On 27th March 2015, the Dynamical Systems Group held a seminar with Dierk Schleicher (Professor of Mathematics, Jacobs University, Bremen, Germany) who spoke about new research regarding an ancient procedure known as Newton’s method. Often, I find that lunch is the best place to catch some of the most rewarding exchanges, and I enjoyed being part of a conversation between Mary Rees, Lasse Rempe-Gillen and Dierk Schleicher concerning whether mathematics is exploration or creation, and particularly because the views were so divided. It is an age-old debate, but somehow experiencing it live between three leading mathematicians within the same field feels more beneficial to me than just reading about it.
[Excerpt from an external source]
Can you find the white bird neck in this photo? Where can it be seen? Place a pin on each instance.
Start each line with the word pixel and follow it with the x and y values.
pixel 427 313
Dierk also asked me directly how I create music, specifically from Lasse’s research. Now that is a really good question, and a very difficult (if not impossible) one to answer precisely. It is certainly true that already some of the ideas that I am discussing regularly with Lasse and Alexandre are being reflected in my own current work (see Leviathan Project page). However, I was keen to point out that whilst my music is often heavily informed by ideas from science and mathematics, it is never simply a sonification of these ideas. There are always many other threads of thought involved: examples that I am conscious of include ideas from poetry, the experience I have gained from writing previous compositions, help with practical ideas from instrumentalists and singers, situations in history, music that I know, books that I have read. It is the resulting collision and union of disparate ideas from diverse sources that interests me, and is essentially the crux of my creative process.